There's all kinds of hypocritical historical context here.

Yoga and meditation (really the same) are also tools used by contemplatives to make good on the "personal relationship with god" bit but without the need for an intermediary, so this has been a threatening idea for millennia--even within the Catholic church who successfully purged the gnostics and wrote their religious stories to ensure that the papal aristocracy had the only claim to ineffable human experience [or God if you want to call it that]. So as a protestant, it makes Perkins doubly hypocritical.
18
@5: You may be thinking of the studies that proved that prayer has no benefit to healing, such as others praying for someone to swiftly recover from surgery, for instance. Many doctors (such as Dr Benson in that article) still prescribe meditation/prayer for its personal benefits, like lowering heart rate.
19
umm... "faith" doesn't stretch your muscles & ligaments out.
20
About time the Army did this.

The Canadian Army had Yoga a long time ago.

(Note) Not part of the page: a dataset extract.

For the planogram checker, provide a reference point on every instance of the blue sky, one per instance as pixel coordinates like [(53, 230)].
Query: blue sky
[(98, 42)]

Welcome to the 21st Century, guys!
21
With any luck, all this yoga and meditation will enlighten soldiers to quit the military altogether. This may be the beginning of the end of the US Army... meditating themselves out of existence! <crosses fingers>
22
@6: Pretty much. Remember that bill in Louisiana, where Republicans passed a law allowing religious schools to get public funding? And then they were like "oh shit, what if Islamic schools want to get funding under this law?"